Бетани открыла глаза… Кажется, то неприятное чувство, которое преследовало ее, отпустило. Но на душе остался неприятный осадок. Нет, она совершенно не жалела о том, что сделала. Совершенно…Совершенно. Наконец-то она почувствовала себя свободной. Свободной от того отражения, которое преследовало ее постоянно – днем и ночью. И она знала, знала, знала, что это отражение – гораздо более живое, гораздо более талантливое, чем она. И знала, что это отражение займет ее место. Ее место, которое принадлежит ей по праву. По праву первородства. Всего лишь потому, что он был рожден мальчиком, он должен был получить все. Но он был младше! А она, она была старше не только по возрасту. Она была гораздо умнее, мудрее, взрослее. Но все то, что она получала ценой неимоверных усилий, ценой нечеловеческого напряжения, ценой долгих бессонных ночей над книгами – он получал играючи, словно знал всегда. Она всегда стремилась стать такой, как он и ее еще больше раздражала его легкость, его ребячество. Так не должно было продолжаться долго. Иначе она бы сошла с ума. Поэтому она просто прекратила все одним ударом. Разорвала эту цепь связи.
Бетани погладила кошку, которая, оказывается, запрыгнула к ней на колени в тот момент, когда она металась в бреду. Изабелла…. вот она никогда не предаст, никогда не укажет. Она всегда будет неслышно находится рядом… А вот и еще один друг, соратник и верный партнер… Бетани потянулась к маленькой резной шкатулке, которая стояла на столе. Погладила инкрустированную крышку. Вот он – ее партнер, ее подруга, ее настоящее отражение, отражение ее души. Бетани открыла шкатулку. И медленно, разворачиваясь, как тугая пружина, из темных недр старинного индийского ящичка, поднялась черная блестящая лента. Гадюка. Она пристально посмотрела на Бетани, словно обдумывая бросок. Бетани усмехнулась и показала змее левую руку, на мизинце которой сверкнул перстень с гранатом. Змея замерла, уставившись на кроваво-красную каплю драгоценного камня. Бетани поводила ладонью вправо-влево… Змея, не отрывая холодного немигающего взгляда, повторила движения хозяйки.
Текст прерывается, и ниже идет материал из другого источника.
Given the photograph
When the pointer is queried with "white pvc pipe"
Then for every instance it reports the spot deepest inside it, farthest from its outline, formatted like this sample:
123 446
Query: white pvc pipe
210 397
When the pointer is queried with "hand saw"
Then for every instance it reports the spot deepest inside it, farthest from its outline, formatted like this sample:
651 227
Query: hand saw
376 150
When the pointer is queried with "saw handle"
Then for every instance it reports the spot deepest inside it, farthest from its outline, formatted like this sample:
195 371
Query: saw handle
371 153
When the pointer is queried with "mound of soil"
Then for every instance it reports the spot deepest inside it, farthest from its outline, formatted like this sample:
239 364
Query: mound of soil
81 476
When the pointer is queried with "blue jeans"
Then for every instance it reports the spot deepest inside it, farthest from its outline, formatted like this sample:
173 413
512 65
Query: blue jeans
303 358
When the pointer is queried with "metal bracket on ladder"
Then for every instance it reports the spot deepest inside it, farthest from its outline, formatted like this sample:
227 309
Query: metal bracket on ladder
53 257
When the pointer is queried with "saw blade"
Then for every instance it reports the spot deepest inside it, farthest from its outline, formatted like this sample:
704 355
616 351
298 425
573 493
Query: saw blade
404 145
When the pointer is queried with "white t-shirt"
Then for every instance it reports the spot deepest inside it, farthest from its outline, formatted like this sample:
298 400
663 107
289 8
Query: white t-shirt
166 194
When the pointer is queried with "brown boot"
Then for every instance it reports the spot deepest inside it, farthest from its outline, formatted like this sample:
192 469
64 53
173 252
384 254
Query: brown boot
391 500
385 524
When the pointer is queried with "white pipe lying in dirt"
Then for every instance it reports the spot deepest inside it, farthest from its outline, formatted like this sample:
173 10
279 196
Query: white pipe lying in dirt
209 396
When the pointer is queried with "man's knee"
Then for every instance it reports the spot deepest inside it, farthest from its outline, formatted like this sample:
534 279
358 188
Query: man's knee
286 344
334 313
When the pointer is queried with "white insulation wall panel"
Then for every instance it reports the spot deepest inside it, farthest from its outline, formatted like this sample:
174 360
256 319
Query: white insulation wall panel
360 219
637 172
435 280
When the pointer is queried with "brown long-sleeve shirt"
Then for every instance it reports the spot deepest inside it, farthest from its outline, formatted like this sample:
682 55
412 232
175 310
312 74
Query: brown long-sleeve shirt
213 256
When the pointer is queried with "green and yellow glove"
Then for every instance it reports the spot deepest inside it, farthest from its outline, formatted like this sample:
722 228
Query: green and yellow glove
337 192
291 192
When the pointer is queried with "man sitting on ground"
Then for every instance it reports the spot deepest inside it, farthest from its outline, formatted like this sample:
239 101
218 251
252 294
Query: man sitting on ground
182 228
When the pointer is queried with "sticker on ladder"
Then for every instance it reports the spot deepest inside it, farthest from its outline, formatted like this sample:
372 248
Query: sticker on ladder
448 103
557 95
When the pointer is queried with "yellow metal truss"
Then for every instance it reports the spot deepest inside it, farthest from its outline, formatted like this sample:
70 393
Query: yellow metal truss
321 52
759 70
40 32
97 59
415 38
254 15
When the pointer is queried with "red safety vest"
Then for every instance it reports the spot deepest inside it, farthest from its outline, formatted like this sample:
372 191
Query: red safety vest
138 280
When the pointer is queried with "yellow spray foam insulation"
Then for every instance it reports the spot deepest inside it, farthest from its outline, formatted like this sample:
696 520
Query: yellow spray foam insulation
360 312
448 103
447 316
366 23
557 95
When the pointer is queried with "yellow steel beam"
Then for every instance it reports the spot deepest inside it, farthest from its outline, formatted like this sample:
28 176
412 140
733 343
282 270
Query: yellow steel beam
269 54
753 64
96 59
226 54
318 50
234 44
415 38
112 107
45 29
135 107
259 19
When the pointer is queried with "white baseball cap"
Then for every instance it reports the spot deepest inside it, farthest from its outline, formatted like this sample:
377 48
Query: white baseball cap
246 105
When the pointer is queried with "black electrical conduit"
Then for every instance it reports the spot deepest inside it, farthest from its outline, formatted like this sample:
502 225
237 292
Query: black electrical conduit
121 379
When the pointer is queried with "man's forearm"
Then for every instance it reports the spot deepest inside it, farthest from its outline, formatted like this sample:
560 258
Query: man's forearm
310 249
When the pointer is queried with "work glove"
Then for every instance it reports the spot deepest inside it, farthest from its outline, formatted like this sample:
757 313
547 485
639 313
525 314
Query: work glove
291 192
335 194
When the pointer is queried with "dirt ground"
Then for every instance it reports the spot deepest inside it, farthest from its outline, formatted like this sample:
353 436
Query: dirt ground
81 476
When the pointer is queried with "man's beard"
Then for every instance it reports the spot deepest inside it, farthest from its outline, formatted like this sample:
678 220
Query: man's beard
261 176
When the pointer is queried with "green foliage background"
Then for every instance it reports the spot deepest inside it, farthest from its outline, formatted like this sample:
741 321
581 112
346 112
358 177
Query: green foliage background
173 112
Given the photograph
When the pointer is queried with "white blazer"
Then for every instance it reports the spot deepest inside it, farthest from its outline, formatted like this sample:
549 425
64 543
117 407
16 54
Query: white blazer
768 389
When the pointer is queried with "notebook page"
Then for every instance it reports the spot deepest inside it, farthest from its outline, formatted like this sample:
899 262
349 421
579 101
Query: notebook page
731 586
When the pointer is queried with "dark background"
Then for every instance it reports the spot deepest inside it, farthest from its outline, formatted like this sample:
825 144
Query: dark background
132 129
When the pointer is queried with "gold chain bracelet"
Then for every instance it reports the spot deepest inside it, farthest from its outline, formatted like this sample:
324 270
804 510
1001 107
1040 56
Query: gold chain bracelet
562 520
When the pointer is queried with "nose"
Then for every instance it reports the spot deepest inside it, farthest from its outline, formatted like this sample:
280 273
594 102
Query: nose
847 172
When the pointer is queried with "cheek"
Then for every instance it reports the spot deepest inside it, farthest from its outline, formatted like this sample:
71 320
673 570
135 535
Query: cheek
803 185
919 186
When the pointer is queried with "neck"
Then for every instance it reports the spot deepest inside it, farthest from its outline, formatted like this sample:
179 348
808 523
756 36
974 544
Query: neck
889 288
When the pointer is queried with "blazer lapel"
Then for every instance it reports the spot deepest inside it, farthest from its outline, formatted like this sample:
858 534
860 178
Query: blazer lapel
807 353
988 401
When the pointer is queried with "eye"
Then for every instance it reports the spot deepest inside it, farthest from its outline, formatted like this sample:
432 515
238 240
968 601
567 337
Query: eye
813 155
Полная луна медленно плыла в небе над Парижем. Она освещала Люксембургский сад, нежно гладила спины химер Нотр-Дама… Она только не хотела приближаться к авеню Оперы. Словно какая-то напряженная нить, словно нерв протянулись сегодня из недр Гранд-Опера к небольшой гостинице в начале авеню. Лунный свет осторожно ступил на этот тонкий дрожащий канат боли и отчаяния, страха и ненависти, самоуверенности и печали и прошелся по нему. Печаль поражения сменилась горечью поражения… Боль сменилась еще большей болью… Свет заглянул в окно гостиницы. Женщина рассеянно гладила кошку, которая сидела у нее на коленях и тихо о чем-то разговаривала с огромной гадюкой. Их троих обнимала ночь, тьма и тьма эта была вовсе не ночная…Это была тьма души женщины.
Так они и сидели в луче лунного света. Рыжеволосая женщина, черная кошка и гибкая гадюка.